UpdateBodyEuler integrates the equations of motion as discussed earlier.

The next segment of code checks the value of the frame counter. If the frame counter has reached the defined number of frames (stored in _RENDER_FRAME_COUNT), then the back buffer is cleared to prepare it for drawing upon and ultimately copying to the screen.

Finally, the last four lines of code wrap the hovercraft’s position around the edges of the screen.

You’ll probably want to tune this example to run well on your computer since we didn’t implement any profiling for processor speed. Moreover, you should tune the various parameters governing the behavior of the hovercraft to see how it responds. The way we have it set up now makes the hovercraft exhibit a soft sort of response to turning—that is, upon application of turning forces, the craft will tend to keep tracking in its original heading for a bit even while yawed. It will not respond like a car would turn. You can change this behavior, of course.
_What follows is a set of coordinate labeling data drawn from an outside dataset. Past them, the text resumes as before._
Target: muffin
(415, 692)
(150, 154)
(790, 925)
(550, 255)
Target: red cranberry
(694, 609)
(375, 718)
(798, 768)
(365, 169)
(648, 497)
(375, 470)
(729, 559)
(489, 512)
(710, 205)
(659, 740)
Some things we suggest you play with include the time step size and the various constants we’ve defined as follows:

#define  _THRUSTFORCE      5.0f
#define  _MAXTHRUST        10.0f
#define  _MINTHRUST        0.0f
#define  _DTHRUST          0.001f
#define  _STEERINGFORCE    3.0f
#define  _LINEARDRAGCOEFFICIENT    1.25f

_THRUSTFORCE is the initial magnitude of the propeller thrust force. _MAXTHRUST and _MINTHRUST set upper and lower bounds to this force, which is modulated by the user pressing the up and down arrow keys. _DTHRUST is the incremental change in thrust in response to the user pressing the up and down arrow keys. _STEERINGFORCE is the magnitude of the bow thruster forces. You should definitely play with this value to see how the behavior of the hovercraft changes. Finally, _LINEARDRAGCOEFFICIENT is the drag coefficient used to compute aerodynamic drag. This is another good value to play with to see how behavior is affected. Speaking of drag, the location of the center of drag that’s initialized in the RigidBody2D constructor is a good parameter to change in order to understand how it affects the behavior of the hovercraft. It influences the craft’s directional stability, which affects its turning radius—particularly at higher speeds.